Bukan lagi Atta Halilintar, ini dia youtuber berpenghasilan terbesar di indonesia tahun 2020.
Semua orang tentu tahu bahwa Atta Halilintar adalah Youtuber
dengan subscriber terbanyak di Tanah Air. Bahkan sebutan 'King Of Youtube Indonesia' telah
disematkan padanya.
Kendati demikian, kini Atta bukan lagi
Youtuber dengan penghasilan tertinggi di Indonesia. Lalu siapakah Youtuber
Indonesia dengan penghasilan tertinggi saat ini?
Belum lama ini, sebuah nama yang tak disangka pun muncul yakni Baim Wong. Dengan jumlah subscriber sebanyak 12,6 juta orang, Baim mampu melesat di posisi teratas Youtuber berpenghasilan terbanyak pada bulan ini, menurut socialblade.com pada 9 juni 2020. Suami Paula Verhoeven itu mampu mendapatkan penghasilan bernialai fantastisو yakni 970 juta hingga 15 milyar rupiah perbulan, hanya dari youtube saja,
Dengan penghasilan yang drastis dari Youtube, Baim mampu menyalip para Youtuber ternama lainnya seperti Atta Halilintar dan Raffi Ahmad. Padahal Atta diketahui memiliki jumlah subscriber berjumlah fantastis yakni 22,8 juta orang. Sementara lewat Rans Entertainment, Raffi Ahmad juga memiliki subscriber dengan jumlah di atas Baim Wong, yakni 14,6 juta orang. Namun hal tersebut nyatanya belum tentu membuat keduanya bisa menjadi Youtuber dengan penghasilan terbanyak.

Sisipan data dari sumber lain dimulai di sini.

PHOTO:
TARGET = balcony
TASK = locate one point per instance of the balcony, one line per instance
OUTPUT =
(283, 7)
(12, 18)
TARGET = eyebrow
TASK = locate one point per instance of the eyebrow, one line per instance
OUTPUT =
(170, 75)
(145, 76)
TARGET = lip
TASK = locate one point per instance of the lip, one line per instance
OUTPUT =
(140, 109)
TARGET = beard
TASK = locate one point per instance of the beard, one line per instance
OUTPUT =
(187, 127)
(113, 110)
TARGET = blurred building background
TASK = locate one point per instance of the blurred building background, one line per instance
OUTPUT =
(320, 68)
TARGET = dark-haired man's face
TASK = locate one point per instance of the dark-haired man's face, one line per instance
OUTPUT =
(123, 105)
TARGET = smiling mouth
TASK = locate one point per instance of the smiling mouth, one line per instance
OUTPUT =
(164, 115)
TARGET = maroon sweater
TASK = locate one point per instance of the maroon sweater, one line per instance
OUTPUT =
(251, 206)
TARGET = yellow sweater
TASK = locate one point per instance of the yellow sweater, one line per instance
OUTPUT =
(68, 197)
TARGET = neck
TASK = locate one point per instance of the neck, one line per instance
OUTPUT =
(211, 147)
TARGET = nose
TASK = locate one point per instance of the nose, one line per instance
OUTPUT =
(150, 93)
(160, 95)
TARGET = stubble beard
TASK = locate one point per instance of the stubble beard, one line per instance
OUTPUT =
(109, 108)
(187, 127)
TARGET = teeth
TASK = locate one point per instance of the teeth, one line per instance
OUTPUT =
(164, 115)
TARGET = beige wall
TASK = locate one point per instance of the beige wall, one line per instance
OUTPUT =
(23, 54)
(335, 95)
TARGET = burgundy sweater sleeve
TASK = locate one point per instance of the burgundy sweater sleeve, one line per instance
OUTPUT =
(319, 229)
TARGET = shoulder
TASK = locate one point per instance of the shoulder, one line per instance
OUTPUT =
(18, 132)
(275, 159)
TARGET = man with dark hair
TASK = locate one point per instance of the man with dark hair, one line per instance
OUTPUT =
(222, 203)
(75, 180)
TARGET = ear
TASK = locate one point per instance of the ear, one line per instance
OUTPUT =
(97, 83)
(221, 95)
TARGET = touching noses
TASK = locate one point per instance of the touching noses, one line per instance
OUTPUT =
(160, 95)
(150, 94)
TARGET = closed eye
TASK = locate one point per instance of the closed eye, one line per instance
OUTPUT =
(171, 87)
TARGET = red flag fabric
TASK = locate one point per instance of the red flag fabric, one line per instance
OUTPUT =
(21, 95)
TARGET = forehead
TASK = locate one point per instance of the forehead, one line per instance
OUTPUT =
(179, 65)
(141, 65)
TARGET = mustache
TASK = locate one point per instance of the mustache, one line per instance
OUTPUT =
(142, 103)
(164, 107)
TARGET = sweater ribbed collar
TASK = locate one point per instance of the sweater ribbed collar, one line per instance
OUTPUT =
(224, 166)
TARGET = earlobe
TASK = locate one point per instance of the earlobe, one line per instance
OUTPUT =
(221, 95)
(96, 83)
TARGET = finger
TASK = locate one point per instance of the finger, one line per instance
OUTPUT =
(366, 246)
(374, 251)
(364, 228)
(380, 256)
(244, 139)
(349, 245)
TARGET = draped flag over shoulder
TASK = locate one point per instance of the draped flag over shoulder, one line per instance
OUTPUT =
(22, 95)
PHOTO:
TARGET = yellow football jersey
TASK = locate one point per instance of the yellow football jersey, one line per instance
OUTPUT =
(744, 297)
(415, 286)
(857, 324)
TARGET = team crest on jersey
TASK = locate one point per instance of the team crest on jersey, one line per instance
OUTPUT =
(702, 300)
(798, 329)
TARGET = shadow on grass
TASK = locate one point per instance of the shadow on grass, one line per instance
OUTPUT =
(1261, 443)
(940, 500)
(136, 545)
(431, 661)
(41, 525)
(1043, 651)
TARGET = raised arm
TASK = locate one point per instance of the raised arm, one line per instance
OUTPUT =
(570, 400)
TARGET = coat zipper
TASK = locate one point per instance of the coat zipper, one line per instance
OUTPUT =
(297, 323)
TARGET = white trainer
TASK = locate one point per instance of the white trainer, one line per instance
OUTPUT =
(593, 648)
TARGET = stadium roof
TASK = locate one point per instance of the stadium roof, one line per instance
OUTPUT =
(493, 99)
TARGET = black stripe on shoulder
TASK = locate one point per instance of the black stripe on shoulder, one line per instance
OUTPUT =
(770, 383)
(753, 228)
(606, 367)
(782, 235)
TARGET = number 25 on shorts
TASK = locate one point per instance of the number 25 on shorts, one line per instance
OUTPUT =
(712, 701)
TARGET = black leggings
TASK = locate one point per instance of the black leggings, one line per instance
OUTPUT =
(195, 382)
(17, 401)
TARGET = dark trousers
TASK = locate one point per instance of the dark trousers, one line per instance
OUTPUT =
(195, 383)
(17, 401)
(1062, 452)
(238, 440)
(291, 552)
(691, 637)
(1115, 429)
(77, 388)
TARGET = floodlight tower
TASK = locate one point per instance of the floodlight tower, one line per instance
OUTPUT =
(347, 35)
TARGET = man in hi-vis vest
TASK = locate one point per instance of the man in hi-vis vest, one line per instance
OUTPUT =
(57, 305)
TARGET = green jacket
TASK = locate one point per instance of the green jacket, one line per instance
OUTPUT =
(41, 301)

Atta sendiri diketahui memiliki penghasilan murni dari adsense Youtube sebanyak 474 juta sampai 7 miliar per bulan. Hal ini membuat dirinya menduduki peringkat ke-7 dalam rangkuman pendapatan dari socialblade.com per 9 juni 2020. Sedangkan Raffi ada di peringkat 3, dengan penghasilan sebanyak 613 juta hingga 9 miliar rupiah per bulannya.
Namun, Atta halilintar sebelumnya pernah menjelaskan bahwa hitungan Socialblade tersebut tidak benar. Bermula dari pemberitaan yang menyebutkan bahwa penghasilan Atta setahun bisa mencapai 22 miliar rupiah. "Itu gosip yang bahaya nih, saya dikejar-kejar pajak langsung gara-gara itu," curhat Atta, saat menjadi pembicara investime on location CNBC Indonesia, Menurutnya, hitungan penghasilan youtuber yang beredar di dunia maya kurang tepat. Sebab, penghasilan youtuber Indonesia untuk adsensenya agak beda penghitungannya dengan luar negeri. Ia bahkan menegaskan dirinya tidak sampai dapat 10% dari angka yang beredar. Penghasilannya, kata dia, malah bisa jadi kalah dengan para pendatang baru. Sebab, youtube menghitung bukan dari jumlah subscriber melainkan jam menonton di video tersebut.